Speaking to the UN event by video link, Obaid said that the start of her work at ESCWA in 1975 coincided with the first time that the UN celebrated International Women’s Day. This offered her the chance “to serve women in various contexts of marginalization, violence, wars, conflicts and exclusion. It opened my eyes to a world crying for justice and empowerment.”
Drawing parallels between her own journey and that of her country, she described her own evolution, and that of Saudi women in general, as “determined, selective, and yes, gradual” in terms of daring to challenge the status quo.
“Education for girls was officially institutionalized in 1961,” she said. “But if we close our eyes and imagine little girls going to school 60 years ago and then fast forward to where they are now, it certainly was a very rapid evolution, with its ups and downs, difficulties, challenges and successes — as any fast change would have its impact.”
Obaid’s education began much earlier. She spoke of the important role her father played in this. In September 1951, just 19 years after the founding of his nation, he dreamed of contributing to its growth. Challenging the status quo, he decided to send his daughter to boarding school in Egypt before she was 7 years old. When she turned 17, he supported her dream of studying in the US “in spite of much social pressure he encountered.”
“When our fathers, supported by our mothers, saw education as key to the empowerment of their daughters, it was not in response to the Universal Declaration of Human Rights at that time,” said Obaid. “Rather, it was a response to the first word that was received by the Prophet Muhammad, peace be upon him, the very first word in the Quran: ‘Read, in the name of God.’
“And it was this heavenly order that made our fathers and our rulers dare to challenge the status quo and venture with their daughters into a new world where, like their brothers, they also have the right to education.”

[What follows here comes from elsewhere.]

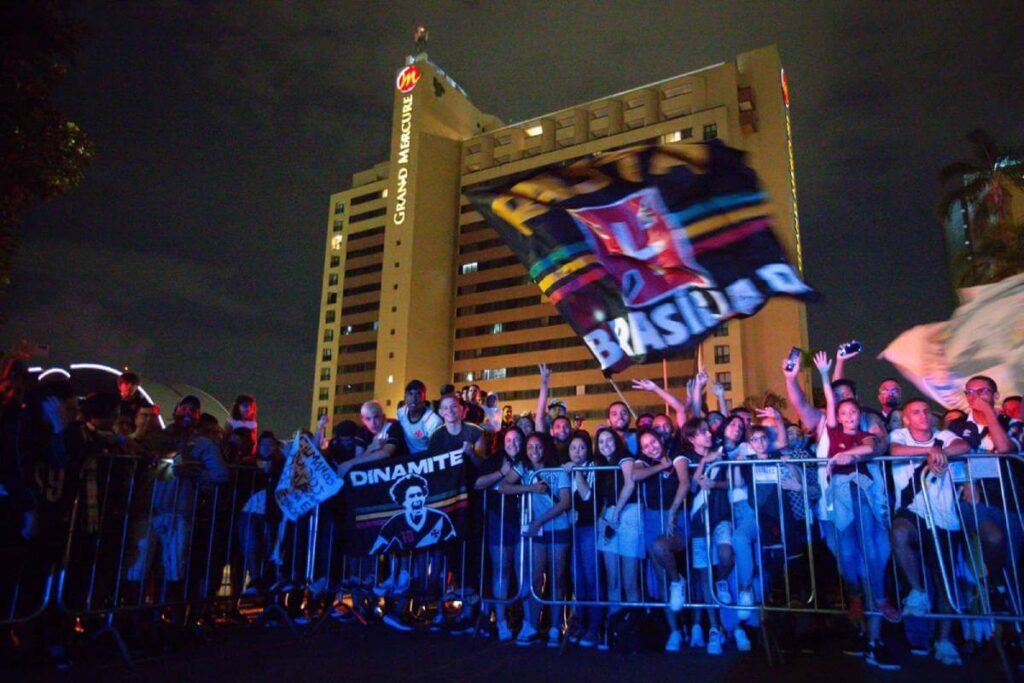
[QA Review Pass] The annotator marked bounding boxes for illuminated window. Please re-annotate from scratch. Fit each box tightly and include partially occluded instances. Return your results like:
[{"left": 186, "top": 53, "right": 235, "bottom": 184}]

In addition to her father and her husband, she said the belief three other men had in her made a huge difference to her life and to her country.
They were “King Faisal, who gave me the first scholarship for a Saudi woman to study in the US, in 1962; King Abdullah, who nominated me in 2000 for the post of executive director of UNFPA; and (former UN Secretary-General) Kofi Annan, who selected me because he saw that I could bring a new perspective into UNFPA on culture, gender and human rights.”
She added: “When men support women, the sky is the limit for everyone. Together men and women can move mountains to achieve (justice) and equality.”
Although the evolution of the role of women in the Kingdom has been gradual, and has sometimes faced challenges from Saudi society, Obaid said that the latest phase of this evolution, led by King Salman and Crown Prince Mohammed bin Salman, has been the fastest by far.
“From allowing women to drive to eliminating the guardianship requirements, it is as if the country is running a race to join the world again, and to dare to challenge itself to be an active part of the powerful new world of the G20,” she added.
Obaid singled out the crown prince’s efforts to reform the Saudi legal system as the most important aspect of this, and said that once completed this “will make a true difference in empowering women, and all citizens, in a new national context of justice, equality, and clear set of rights.”
Quoting the crown prince, she said the legal reforms will “safeguard rights, solidify principles of justice, transparency, the protection of human rights, achieve comprehensive development, (and) strengthen the global competitiveness of the Kingdom through references that are institutional, procedural, objective, clear and specific.”
In conclusion, she said: “Gender equality is about social justice and human rights, and it is the primary responsibility of governments, as the primary duty bearers, to take quick, determined and cohesive action.”